Sólo cuando regresaba a la Torre con el cesto lleno, recordó lo prometido a Delia. El sol se asomaba por el horizonte como una inmensa gota cuando Pamra llegó al jardín y a la pequeña casa para descubrir que ésta se encontraba vacía.

La nota estaba sobre la mesa, a medio escribir, garabateada y borrada una y otra vez. Las palabras se amontonaban como voladores mutilados sobre la hoja de papel: «Miri, perdona…», «Yo no sabía…», «Sólo ahora, en la vejez, Miri…»

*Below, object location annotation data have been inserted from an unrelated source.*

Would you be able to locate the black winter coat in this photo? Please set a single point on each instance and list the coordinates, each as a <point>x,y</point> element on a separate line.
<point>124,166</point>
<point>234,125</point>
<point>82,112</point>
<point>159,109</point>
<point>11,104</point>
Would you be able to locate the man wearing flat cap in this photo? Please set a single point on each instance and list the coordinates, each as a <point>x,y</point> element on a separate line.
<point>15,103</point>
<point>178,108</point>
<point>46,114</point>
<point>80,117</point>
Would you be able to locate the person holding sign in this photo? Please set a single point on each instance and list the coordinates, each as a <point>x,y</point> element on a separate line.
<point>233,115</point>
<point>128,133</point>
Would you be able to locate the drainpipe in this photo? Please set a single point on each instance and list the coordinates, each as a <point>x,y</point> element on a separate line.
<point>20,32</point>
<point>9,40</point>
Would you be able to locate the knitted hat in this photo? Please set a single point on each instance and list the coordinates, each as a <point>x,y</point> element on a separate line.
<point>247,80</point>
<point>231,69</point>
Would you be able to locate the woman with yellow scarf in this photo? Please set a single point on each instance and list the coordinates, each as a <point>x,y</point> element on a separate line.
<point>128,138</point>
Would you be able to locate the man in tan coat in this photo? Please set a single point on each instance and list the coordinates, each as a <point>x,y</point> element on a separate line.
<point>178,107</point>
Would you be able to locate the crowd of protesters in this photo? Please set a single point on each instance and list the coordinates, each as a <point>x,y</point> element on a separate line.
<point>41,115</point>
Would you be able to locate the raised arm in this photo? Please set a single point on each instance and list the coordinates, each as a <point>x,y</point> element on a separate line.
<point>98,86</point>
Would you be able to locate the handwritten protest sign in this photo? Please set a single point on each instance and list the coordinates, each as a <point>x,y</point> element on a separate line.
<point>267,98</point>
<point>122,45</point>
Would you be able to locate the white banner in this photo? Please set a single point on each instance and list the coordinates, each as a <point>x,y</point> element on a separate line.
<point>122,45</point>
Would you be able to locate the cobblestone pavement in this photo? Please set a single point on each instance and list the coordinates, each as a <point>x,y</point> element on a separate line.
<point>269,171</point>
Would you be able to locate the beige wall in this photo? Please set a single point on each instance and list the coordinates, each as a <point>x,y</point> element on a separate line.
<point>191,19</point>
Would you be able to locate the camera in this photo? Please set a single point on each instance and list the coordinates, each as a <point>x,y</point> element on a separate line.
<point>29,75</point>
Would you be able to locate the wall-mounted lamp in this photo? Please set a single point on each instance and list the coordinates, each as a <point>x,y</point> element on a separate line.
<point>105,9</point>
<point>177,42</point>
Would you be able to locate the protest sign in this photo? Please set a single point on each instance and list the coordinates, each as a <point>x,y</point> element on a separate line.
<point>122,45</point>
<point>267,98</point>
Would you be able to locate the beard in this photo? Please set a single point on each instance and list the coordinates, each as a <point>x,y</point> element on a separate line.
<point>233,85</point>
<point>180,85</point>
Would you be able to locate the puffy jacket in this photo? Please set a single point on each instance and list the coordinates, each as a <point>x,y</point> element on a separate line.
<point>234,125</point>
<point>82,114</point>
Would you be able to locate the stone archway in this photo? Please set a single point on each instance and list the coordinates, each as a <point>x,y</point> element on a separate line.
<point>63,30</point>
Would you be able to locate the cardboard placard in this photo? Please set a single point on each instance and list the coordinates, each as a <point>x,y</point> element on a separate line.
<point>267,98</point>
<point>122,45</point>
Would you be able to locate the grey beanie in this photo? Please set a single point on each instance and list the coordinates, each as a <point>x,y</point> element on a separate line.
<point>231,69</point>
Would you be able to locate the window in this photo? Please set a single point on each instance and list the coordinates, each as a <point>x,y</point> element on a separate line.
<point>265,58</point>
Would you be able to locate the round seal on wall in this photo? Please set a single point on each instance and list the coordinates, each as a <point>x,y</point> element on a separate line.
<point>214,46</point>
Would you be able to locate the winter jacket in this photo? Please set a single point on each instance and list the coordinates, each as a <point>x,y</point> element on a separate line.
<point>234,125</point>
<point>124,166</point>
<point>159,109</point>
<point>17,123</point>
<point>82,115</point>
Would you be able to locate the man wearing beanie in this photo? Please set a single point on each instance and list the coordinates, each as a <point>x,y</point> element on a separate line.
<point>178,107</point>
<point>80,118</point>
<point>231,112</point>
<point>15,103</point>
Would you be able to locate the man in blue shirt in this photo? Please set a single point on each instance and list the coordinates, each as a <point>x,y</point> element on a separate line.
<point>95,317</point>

En la habitación silenciosa, Pamra escuchó sus propias palabras como si alguien hubiese hablado: «Mucho mejor que atravesar el foso de obreros en la oscuridad de la noche», había dicho. «Atravesar el foso de obreros…» Se maldijo por no haber cumplido su palabra, por no haber mantenido al menos la boca cerrada.

Y bien, Delia se había ido. Ni siquiera tuvo la ocasión de despedirse. La casa no parecía abandonada. Incluso ahora, estando vacía, era acogedora. En la cocina, las marmitas brillaban con los suaves rayos de sol. Pamra acarició su superficie lisa y fresca, como solía hacer cuando las secaba para la anciana. Había un tarro cubierto, lleno con pasteles de especias. Las frutas secas descansaban sobre un anaquel. De las altas alfardas del techo pendían manojos de hierbas como si el otoño hubiese sido traído a la casa, con el aroma de los campos. En una alacena, su propio delantal se encontraba plegado donde ella misma lo dejó el día en que se trasladó a la Torre. Lo tocó, sacudiendo las hojitas perfumadas ocultas entre sus pliegues.

—Delia, oh, Delia, ¿por qué no esperaste? —susurró en el silencio, aunque sabía que en realidad no era sino culpa suya, sólo suya. Y, al final, cuando el sol se ocultó en un último estallido de ámbar y morado y la cocina se llenó de una quietud que ella recordaba de su niñez, todo lo que pudo decir fue lo que Delia le repetía entonces, una y otra vez:

Regocíjate. Que los Clasificadores te protejan y te lleven a los brazos de Potipur.